Provides an overview of segregating services on different nodes.

How you assign services to nodes depends on the scale of your cluster and the data-fabric license level. For a single-node cluster – which must not be used in a production environment (see Minimum Cluster Size) – no decisions are involved. All of the services you are using run on the single node.

On medium clusters, the performance demands of the CLDB and ZooKeeper services require them to be assigned to separate nodes to optimize performance. On large clusters, good cluster performance requires that these services run on separate nodes.

The cluster is flexible and elastic. Nodes play different roles over the lifecycle of a cluster. The basic requirements of a node are not different for management or for data nodes.

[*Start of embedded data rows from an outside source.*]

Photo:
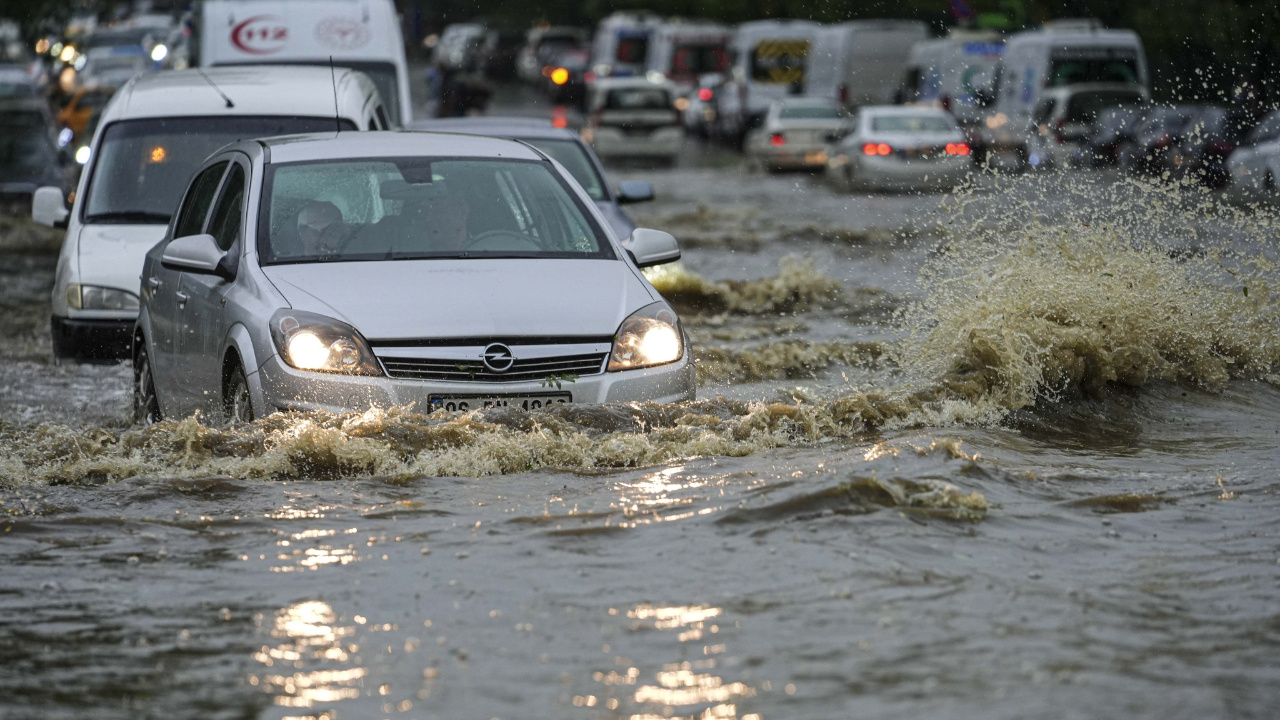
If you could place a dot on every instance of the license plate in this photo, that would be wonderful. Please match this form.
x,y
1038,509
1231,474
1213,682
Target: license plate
x,y
464,402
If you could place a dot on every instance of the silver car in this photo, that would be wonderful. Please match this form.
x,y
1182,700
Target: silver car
x,y
348,270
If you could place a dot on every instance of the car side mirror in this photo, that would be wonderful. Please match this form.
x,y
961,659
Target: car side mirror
x,y
196,254
49,208
634,191
650,247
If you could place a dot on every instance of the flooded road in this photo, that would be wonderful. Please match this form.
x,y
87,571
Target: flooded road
x,y
1006,454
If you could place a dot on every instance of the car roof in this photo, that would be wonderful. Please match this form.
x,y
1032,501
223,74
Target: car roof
x,y
393,144
903,110
539,128
629,82
259,90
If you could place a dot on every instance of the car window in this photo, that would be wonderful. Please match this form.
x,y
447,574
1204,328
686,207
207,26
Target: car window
x,y
410,208
225,219
574,158
199,199
144,165
812,113
912,123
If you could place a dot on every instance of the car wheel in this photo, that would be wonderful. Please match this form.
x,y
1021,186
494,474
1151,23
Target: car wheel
x,y
146,404
237,402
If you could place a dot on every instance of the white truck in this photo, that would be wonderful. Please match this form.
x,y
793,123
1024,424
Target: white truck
x,y
871,57
1060,54
361,35
684,51
956,73
621,44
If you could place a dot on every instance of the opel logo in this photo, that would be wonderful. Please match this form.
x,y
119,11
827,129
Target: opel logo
x,y
498,358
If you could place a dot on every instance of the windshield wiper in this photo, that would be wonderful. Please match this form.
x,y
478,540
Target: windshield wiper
x,y
128,217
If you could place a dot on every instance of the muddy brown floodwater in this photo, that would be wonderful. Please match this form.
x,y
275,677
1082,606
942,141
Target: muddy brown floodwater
x,y
1002,454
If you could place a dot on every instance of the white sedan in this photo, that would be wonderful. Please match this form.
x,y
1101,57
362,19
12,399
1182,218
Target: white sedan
x,y
896,147
346,270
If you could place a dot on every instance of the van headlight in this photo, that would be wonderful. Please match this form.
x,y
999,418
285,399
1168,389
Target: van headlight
x,y
650,336
312,342
92,297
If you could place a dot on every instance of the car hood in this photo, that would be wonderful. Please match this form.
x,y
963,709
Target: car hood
x,y
112,255
456,299
620,223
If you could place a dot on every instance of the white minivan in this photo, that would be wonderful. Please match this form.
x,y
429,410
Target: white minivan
x,y
154,133
1060,54
361,35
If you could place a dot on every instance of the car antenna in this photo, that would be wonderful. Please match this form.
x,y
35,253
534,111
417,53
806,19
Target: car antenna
x,y
218,90
333,77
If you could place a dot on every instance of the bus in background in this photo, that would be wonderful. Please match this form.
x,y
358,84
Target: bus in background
x,y
621,44
956,73
872,58
772,60
361,35
1060,54
684,51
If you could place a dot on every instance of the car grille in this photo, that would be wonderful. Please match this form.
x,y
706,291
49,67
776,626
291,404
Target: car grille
x,y
474,370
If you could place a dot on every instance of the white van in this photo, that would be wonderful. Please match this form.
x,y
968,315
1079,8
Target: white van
x,y
773,60
684,51
154,133
956,73
361,35
621,44
1057,55
874,54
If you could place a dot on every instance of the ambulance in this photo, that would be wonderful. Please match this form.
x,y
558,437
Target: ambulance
x,y
361,35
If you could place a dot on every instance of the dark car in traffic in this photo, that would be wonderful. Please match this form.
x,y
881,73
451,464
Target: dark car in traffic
x,y
1201,149
1115,127
1153,141
28,154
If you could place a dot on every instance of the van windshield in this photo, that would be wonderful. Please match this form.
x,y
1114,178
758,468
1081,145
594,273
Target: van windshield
x,y
421,208
144,165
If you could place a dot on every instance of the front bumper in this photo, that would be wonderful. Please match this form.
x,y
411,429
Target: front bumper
x,y
287,388
92,341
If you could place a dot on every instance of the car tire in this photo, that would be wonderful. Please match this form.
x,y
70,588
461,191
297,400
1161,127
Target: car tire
x,y
237,401
146,402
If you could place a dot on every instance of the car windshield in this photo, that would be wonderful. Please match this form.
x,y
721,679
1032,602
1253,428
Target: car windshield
x,y
13,87
144,165
574,158
420,208
1084,106
912,123
638,99
810,113
24,146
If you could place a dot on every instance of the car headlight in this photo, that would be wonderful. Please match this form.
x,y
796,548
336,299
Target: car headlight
x,y
92,297
314,342
650,336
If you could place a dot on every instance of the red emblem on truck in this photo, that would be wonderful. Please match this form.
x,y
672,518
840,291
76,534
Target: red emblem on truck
x,y
260,35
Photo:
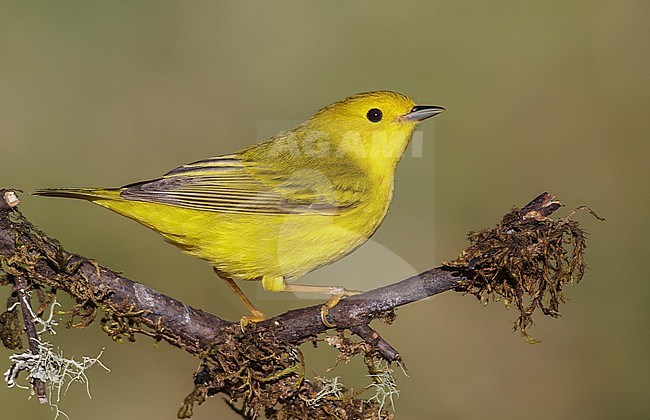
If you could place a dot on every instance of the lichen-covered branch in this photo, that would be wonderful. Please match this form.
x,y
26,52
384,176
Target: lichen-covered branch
x,y
269,369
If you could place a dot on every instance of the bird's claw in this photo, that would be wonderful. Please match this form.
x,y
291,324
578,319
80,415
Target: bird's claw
x,y
332,302
253,318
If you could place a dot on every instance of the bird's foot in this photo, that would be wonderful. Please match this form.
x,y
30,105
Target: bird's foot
x,y
255,317
342,293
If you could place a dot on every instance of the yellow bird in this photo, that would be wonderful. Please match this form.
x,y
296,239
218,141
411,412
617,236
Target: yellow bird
x,y
281,208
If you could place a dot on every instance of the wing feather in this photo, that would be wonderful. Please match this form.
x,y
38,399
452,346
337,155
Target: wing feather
x,y
230,185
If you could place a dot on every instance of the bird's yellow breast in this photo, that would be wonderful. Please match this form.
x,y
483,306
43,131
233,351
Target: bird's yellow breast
x,y
250,246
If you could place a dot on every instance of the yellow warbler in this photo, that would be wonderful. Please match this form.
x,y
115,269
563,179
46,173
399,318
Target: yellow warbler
x,y
281,208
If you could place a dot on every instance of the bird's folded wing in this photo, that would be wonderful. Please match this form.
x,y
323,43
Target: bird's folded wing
x,y
228,184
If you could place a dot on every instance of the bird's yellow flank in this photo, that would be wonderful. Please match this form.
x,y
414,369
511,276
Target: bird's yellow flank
x,y
276,210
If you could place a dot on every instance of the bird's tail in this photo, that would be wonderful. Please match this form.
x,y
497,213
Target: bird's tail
x,y
90,194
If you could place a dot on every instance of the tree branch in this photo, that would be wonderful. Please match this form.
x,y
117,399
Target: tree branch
x,y
180,324
525,259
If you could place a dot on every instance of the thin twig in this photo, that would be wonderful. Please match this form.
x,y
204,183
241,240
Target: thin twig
x,y
20,288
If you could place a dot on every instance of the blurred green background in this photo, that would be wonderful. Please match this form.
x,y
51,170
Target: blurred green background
x,y
540,95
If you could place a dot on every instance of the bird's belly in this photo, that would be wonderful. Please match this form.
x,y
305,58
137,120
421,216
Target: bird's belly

As the cluster grows, it becomes advantageous to locate control services (such as ZooKeeper and CLDB) on nodes that do not run compute services. The Data Fabric Converged Community Edition does not include HA capabilities, which restricts the number of instances that certain services can run. The number of nodes and the services they run evolve over the life cycle of the cluster.

To provide a high-availability, high-performance cluster, the data-fabric software architecture allows virtually any service to run on any node, or nodes. The following guidelines help you to plan your cluster service layout.

NOTE: It is possible to install data-fabric software on a one- or two-node demo cluster. Production clusters can harness hundreds of nodes, but five- or ten-node production clusters are appropriate for some applications.